Ceux qui l’accompagnent raconteront plus tard que quelques minutes avant l’embarquement de Mobutu dans l’avion, un colonel, officier de bataillon de Sécurité présidentielle prévient que des militaires se préparaient à abattre l’avion du Maréchal à partir de la Ferme Lokali (appartenant à Séti Yale) avec des missiles sol-air. Cette action serait mise sur le compte des rebelles de l’AFDL.

Après insistance de l’officier, le pilote a tourné dans le sens de Nsele pour prendre la position de vol dans le sens contraire de Masina. Cet attentat serait ourdi par le Commandant de la Division Spéciale Présidentielle (DSP), le Général Nzimbi qui, après avoir quitté l’aéroport, n’est plus rentré au Camp Tshatshi.

Il avait déjà fait ses valises pour traverser immédiatement le Fleuve Congo et gagner Brazzaville.

Dans l’entre-temps, un autre complot se tramait à Gbadolite qui a finalement accueilli l’homme à la toque de Léopard.
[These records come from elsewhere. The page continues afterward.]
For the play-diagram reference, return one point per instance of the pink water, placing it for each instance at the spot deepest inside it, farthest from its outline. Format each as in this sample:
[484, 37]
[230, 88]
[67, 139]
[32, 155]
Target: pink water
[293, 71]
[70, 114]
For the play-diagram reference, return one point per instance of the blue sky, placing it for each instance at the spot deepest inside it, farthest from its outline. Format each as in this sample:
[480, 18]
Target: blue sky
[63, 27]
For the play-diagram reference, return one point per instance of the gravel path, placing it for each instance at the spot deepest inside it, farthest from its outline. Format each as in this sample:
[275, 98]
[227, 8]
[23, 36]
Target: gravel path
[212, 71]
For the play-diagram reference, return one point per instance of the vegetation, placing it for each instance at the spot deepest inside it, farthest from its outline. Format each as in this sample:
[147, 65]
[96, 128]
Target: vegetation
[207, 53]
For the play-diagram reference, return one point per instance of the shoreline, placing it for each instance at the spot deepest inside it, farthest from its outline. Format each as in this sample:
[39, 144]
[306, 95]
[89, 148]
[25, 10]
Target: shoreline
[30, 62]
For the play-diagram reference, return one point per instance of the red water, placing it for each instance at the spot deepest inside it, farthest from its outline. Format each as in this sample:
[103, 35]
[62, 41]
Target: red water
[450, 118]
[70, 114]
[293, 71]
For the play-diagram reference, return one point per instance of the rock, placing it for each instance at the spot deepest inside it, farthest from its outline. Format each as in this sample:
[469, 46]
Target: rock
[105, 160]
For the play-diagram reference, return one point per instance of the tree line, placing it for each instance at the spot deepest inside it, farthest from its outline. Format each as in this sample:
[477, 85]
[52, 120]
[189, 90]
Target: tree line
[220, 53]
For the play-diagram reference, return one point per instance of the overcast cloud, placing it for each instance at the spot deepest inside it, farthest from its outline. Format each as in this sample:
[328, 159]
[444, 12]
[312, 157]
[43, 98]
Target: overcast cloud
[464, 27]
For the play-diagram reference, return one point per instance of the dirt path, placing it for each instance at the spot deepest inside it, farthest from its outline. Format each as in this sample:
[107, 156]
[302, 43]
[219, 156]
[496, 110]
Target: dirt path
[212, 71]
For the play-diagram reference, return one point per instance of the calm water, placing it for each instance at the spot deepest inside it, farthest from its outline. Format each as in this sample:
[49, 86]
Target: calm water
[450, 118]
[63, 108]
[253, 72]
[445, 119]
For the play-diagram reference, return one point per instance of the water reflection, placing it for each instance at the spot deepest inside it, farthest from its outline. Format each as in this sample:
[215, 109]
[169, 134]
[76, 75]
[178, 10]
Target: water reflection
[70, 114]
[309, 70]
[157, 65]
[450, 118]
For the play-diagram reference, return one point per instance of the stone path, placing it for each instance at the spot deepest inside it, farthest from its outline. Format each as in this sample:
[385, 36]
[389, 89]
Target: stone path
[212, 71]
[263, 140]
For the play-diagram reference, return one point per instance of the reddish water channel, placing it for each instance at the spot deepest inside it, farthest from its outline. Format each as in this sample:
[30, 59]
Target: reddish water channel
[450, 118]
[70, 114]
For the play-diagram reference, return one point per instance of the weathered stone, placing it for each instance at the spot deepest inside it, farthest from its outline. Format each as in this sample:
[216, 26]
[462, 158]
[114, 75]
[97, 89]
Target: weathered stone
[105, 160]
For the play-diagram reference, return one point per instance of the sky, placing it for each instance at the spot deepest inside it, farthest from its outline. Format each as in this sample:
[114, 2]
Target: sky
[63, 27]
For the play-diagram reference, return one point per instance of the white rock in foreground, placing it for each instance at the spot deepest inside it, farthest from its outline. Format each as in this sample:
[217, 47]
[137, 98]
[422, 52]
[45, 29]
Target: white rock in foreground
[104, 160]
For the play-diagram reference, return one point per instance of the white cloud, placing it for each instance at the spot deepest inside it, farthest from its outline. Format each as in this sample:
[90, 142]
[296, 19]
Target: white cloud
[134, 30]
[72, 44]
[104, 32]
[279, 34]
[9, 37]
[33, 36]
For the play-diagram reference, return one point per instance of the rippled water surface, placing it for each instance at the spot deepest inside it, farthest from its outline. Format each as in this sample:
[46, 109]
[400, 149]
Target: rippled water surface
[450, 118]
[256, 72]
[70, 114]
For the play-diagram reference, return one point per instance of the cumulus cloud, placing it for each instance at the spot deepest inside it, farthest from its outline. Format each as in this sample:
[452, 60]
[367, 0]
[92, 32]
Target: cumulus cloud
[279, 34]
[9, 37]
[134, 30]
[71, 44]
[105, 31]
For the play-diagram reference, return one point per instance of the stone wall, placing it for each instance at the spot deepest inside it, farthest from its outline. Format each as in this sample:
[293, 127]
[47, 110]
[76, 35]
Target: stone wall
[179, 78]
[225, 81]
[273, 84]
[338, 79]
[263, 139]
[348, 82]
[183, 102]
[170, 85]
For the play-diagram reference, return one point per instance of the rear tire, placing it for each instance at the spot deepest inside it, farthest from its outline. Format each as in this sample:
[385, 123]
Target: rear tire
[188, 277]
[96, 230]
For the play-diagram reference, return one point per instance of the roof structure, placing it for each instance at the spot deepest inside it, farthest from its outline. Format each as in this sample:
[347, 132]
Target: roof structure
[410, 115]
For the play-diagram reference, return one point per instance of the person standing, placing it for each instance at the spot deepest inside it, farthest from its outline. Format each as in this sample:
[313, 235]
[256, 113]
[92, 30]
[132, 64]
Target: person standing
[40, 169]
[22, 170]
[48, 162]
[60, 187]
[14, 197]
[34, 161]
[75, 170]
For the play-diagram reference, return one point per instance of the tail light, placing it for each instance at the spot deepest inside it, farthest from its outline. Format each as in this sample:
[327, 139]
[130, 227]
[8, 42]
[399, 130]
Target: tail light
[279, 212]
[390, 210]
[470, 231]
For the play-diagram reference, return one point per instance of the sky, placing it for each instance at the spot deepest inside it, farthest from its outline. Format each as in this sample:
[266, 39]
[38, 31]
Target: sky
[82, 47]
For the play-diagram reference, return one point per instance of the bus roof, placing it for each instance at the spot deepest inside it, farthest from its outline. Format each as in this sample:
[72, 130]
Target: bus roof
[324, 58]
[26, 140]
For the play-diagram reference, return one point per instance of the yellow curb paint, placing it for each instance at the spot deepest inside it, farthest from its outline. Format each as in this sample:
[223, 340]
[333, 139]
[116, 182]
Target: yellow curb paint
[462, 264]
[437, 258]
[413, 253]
Il s’agit de la colère des commandos de la DSP qui estimaient que Mobutu avait longtemps protégé Nzimbi qui les a exploités jusqu’à la moelle épinière.

Le Major Ngani, Chef adjoint de la Garde présidentielle raconte que les commandos ont décidé de venir prendre le Maréchal en otage car c’est lui qui a couvert tous les abus de Nzimbi en refusant de le limoger ». Mobutu n’avait qu’une seule issue devant ces hommes : quitter immédiatement Gbadolite.

Mais comment car son jet parti pour chercher ses enfants à Brazzaville ne pouvait plus atterrir, la tour de contrôle ayant alerté le pilote que l’avion serait abattu en l’air .

De Lomé à Rabat, la dernière ligne droite !

Sur ces entrefaites, Mobutu a pris la destination de Lomé au Togo où il a trouvé asile auprès de son ancien ami Eyadema.

Honoré Ngbanda qui, à l’époque était son Conseiller spécial en matière de sécurité, raconte le scénario. Ce dernier se trouve à Lomé où sa femme venait d’accoucher et il en profite pour négocier l’accueil de son patron Mobutu. De bonne heure, alors qu’il s’apprête à prendre la route du palais présidentiel togolais, quelqu’un lui annonce l’arrivée de Mobutu à l’aéroport. Le « spécial » bondit dans une voiture direction l’aéroport de Lomé. Sur place, l’homme s’énerve de la vaste blague, il ne retrouve pas l’avion présidentiel. Et là, il entend une voix crier son nom, il se retourne et reconnaît le chef de la garde présidentielle, un certain Montoko. Il lui demande où se trouve le Maréchal et ce dernier indique un avion antonov impacté des balles. Ngbanda y pénètre et retrouve la limousine officielle, vestiges du pouvoir. Des membres de la famille lui disent que l’ancien dictateur est dans la voiture…le raffiné Mobutu étouffé par des habits, des chaussures, des valises traduisant d’une part la précipitation dans laquelle il a été embarqué et d’autre part des mesures de sécurité de fortune qui ont été prises vu les rafales qu’avait reçu l’avion russe à son décollage.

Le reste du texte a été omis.